NGINA NGONYO v REPUBLIC [2006] KEHC 1461 (KLR)
Full Case Text
REPUBLIC OF KENYA IN THE HIGH COURT OF KENYA AT MACHAKOS Criminal Appeal 47 OF 2005
(From the Original criminal case no. 1297 of 2004 of Senior Resident Magistrate’s Court
at Mwingi).
NGINA NGONYO ………………......................................................………………….APPELLANT
VERSUS
REPUBLIC …………………...............................................……………………….RESPONDENT
JUDGEMENT
NGINA NGONYO lodged her appeal against both conviction and sentence meted out against her by the Mwingi Senior Resident Magistrate’s Court. The appellant did not wish to appear during the hearing of her appeal and so it was heard in her absence. The appellant had pleaded guilty to a charge of Arson Contrary to Section 332 (a) of the Penal Code. She was sentenced to serve 4 years imprisonment on 22nd February, 2005. The appellant filed six grounds of appeal generally challenging the conviction on grounds she did not follow the proceedings and the rest challenging sentence on account of being below 18 years of age at the time of sentence and mitigating factors dictating otherwise which factors she also included in her petition.
Mr. O’mirera conceded to the appeal. The learned counsel submitted that
the plea was taken twice and irregularly and that the plea of guilty was equivocal. On the plea being taken twice, counsel submitted that the first plea was taken on 22/11/04 by a different magistrate from the one who repeated the plea taking on 22/2/05 three months later. Counsel also submitted that the language used during the second plea was not indicated. He also submitted that the appellants response to the plea raised a reasonable defence. Counsel urged the court to order a retrial as the offence was serious and no prejudice will be suffered by the appellant.
I have considered the appeal, submissions by counsel and the appellants filed grounds of appeal. I have entertained a challenge on the conviction despite the fact that the appellant pleaded on the grounds raised by the learned counsel for the state that the plea was not properly taken. When the appellant first appeared in court on 22//11/04, the charge and facts were read to the appellant and she admitted the charge. However, from the record of proceedings, a plea of Not Guilty was entered. Subsequently on 22/2/05 the plea was read over to the appellant on her request and she admitted the facts. The facts given by the prosecution were as follows.

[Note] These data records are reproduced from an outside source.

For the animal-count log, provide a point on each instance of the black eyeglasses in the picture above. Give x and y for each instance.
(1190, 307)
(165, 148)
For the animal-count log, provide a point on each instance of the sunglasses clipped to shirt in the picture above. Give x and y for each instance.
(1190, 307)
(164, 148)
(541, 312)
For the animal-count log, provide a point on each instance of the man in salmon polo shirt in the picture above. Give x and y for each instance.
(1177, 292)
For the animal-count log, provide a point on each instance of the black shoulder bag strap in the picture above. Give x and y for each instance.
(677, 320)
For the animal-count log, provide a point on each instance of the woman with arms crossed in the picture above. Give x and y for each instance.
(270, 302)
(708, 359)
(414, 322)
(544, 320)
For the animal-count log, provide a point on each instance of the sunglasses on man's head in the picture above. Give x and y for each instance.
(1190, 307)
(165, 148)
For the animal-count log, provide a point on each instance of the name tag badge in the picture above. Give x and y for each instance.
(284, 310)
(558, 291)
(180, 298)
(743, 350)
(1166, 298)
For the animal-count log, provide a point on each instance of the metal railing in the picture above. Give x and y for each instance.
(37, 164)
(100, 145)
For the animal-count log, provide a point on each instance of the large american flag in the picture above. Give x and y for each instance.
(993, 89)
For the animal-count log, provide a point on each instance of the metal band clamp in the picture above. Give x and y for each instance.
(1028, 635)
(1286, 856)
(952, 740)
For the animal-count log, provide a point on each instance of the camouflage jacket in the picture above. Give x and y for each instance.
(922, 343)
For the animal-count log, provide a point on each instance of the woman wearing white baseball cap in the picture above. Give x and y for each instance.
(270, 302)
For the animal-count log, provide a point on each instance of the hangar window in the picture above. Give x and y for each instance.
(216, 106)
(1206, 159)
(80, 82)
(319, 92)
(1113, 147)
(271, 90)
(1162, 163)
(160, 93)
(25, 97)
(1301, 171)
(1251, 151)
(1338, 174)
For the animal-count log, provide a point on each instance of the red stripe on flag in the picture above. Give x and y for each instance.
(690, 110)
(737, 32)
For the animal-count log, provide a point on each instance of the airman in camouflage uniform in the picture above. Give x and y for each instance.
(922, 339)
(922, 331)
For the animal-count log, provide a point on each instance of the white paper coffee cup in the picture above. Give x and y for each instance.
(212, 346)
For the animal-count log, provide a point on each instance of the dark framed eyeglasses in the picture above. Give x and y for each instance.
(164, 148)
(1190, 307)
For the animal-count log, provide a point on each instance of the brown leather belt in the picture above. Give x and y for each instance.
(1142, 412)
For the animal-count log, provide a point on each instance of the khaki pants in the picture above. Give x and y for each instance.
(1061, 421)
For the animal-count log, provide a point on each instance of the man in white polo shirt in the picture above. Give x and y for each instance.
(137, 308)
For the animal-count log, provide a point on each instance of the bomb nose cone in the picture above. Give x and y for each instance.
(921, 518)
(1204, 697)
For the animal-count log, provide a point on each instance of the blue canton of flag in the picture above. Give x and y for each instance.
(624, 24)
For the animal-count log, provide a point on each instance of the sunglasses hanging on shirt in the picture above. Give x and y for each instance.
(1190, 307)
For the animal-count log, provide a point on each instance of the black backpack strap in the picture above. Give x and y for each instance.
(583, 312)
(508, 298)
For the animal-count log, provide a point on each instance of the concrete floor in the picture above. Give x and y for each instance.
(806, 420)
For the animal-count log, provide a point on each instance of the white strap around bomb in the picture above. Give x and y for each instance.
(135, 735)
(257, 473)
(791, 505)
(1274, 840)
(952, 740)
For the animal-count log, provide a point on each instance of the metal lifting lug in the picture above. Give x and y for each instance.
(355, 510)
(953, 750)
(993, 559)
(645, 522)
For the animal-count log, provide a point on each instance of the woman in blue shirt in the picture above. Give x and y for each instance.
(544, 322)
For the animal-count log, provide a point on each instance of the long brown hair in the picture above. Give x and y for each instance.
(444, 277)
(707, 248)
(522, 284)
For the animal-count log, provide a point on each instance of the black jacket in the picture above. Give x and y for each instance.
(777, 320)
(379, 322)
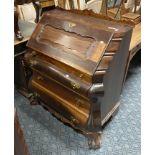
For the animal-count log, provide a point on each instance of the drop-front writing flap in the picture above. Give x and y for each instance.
(70, 41)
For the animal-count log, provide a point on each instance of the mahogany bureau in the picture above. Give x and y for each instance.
(78, 62)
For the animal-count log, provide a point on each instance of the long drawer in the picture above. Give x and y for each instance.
(67, 103)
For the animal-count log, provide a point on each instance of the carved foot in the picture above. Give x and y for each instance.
(19, 35)
(94, 141)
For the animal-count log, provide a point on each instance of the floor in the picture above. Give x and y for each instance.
(45, 135)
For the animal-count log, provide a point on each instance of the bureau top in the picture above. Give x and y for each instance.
(74, 39)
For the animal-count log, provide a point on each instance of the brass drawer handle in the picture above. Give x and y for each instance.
(74, 120)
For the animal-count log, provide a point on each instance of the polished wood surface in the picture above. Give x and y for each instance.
(136, 37)
(78, 68)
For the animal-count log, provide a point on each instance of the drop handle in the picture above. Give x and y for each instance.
(97, 89)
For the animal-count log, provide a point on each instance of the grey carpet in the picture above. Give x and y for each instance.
(46, 135)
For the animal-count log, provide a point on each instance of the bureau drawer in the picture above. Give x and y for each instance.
(70, 105)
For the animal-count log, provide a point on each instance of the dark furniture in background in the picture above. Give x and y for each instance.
(78, 68)
(37, 7)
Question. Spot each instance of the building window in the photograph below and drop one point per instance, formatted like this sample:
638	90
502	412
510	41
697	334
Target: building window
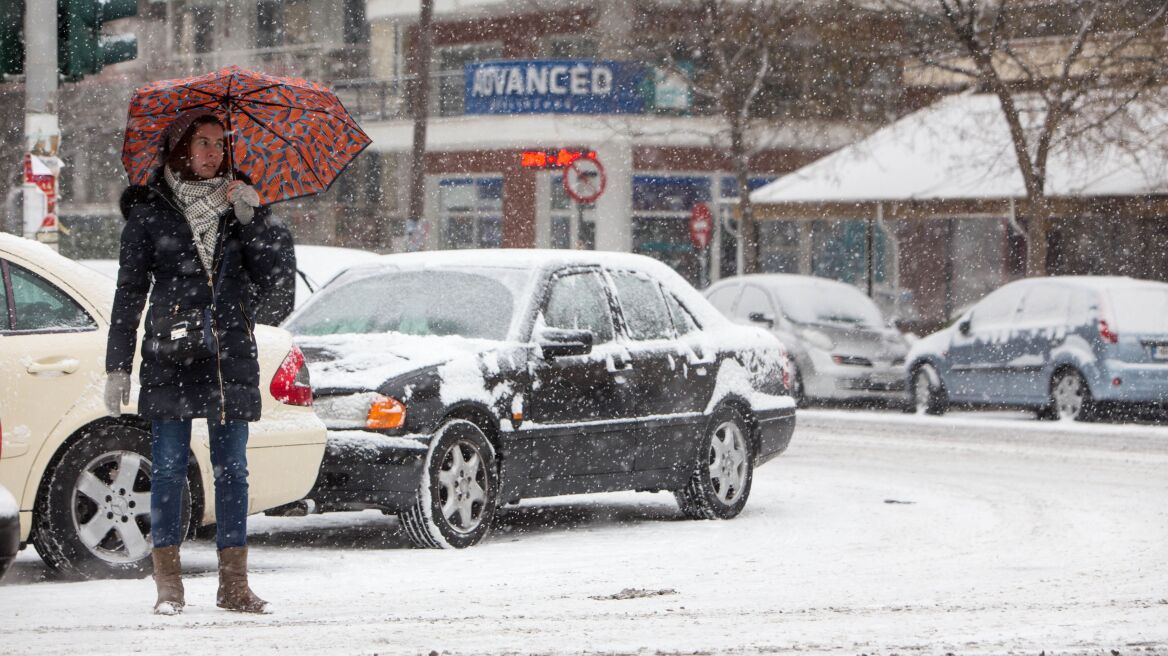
269	23
356	27
202	20
471	209
563	213
661	209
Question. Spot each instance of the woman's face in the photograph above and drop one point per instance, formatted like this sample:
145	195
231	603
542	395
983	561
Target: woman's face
207	149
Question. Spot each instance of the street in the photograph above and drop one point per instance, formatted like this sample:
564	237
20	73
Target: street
875	534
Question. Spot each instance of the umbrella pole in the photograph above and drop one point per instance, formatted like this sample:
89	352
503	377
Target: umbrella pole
230	147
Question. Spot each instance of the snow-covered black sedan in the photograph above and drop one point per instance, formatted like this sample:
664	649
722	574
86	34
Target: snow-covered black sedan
452	382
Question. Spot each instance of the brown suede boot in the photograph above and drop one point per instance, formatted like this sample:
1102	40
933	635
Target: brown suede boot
234	593
168	580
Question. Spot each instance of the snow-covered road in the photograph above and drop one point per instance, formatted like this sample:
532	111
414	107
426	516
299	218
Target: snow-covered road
875	534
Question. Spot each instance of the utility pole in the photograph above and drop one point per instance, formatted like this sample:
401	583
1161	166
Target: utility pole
419	99
42	131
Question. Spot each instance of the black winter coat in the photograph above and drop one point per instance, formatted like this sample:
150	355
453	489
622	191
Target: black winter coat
158	258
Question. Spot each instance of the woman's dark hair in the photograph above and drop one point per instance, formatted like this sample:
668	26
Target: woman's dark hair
179	158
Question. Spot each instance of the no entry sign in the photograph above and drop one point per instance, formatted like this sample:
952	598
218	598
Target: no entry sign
701	224
584	180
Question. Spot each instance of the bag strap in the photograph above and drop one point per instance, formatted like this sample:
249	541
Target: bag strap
222	264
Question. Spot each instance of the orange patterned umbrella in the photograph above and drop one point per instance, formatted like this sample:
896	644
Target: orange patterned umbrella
291	137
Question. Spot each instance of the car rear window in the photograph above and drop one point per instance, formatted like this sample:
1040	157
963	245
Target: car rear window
827	302
1140	309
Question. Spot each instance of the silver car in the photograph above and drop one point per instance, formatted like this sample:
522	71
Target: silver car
840	344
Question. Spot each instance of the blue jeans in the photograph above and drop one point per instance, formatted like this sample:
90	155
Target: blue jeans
171	444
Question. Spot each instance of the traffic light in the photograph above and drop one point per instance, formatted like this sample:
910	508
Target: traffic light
82	49
12	36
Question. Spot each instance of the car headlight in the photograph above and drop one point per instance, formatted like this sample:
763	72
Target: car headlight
817	339
361	411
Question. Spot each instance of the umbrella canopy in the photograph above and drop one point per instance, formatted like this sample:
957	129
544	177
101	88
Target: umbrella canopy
291	137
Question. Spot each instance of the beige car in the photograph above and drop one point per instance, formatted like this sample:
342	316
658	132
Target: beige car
82	477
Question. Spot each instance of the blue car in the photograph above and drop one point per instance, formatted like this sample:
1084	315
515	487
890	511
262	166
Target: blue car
1063	346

“ COURT PROSECUTOR; the facts are that on 17/11/04 the complainant left home and went to the Children Officers-Mwingi where he had been summoned. At about 4. 30 p.m on going back to his house he found his house burnt. He was told that one woman had done so. Police officers proceeded to where the house was burnt where the home is located. They found the accused on the way to the station. They found the accused having torched the house. The house was on fire that had destroyed everything nothing was recovered. The accused was at the station. She was arrested and charged with this offence.”
Those facts do not disclose any offence. The complainant is said to have been told that a woman burnt his house whose name he did not disclose. The police are also said to have met the appellant on the way and concluded she had burnt the house. Those facts do not disclose the offence charged. They do not disclose that the appellant burnt the complainants house. Secondly, they do not disclose that malice was involved, nor that the act was wilful on the appellant’s part.
After those facts the appellants statement in mitigation in part read;-
“ I did it without knowing. I had stress.”
Those words negate a very essential particular of the offence which is that the appellant committed the offence “wilfully”. I agree with the state counsel that the said statement raised a reasonable defence. In the circumstances, the learned trial magistrate ought to have entered a plea of not guilty and to have set the case up for hearing . See ADANVRS REPUBLIC1973 E.A. The plea of guilty was equivocal, consequently I quash the conviction and set aside the sentence.
On the issue of a retrial Mr. O’mirera was of the view that one should be ordered due to the seriousness of the charge. However that is not the only matter that needs consideration, when assessing which order to make in such a case. T he appellant in her filed petition claims to be under 18 years of age. She was not before us so we could not assess her apparent age. There is no medical report. However, that is a matter the trial court should have mentioned while assessing sentence. If indeed the appellant may be below 18 years of age she ought not to have been jailed. Ordering a retrial in the circumstances will cause her to suffer even more prejudice. The appellant has been in prison since November, 2004. That is a very long time and it will not serve the interests of justice to order a retrial in order to prolong the appellants hardship and subject her to a process of trial once again. I decline to order a retrial. Instead I order that the appellant be set free unless she is otherwise lawfully held.
Dated at Machakos this 22nd day of May, 2006.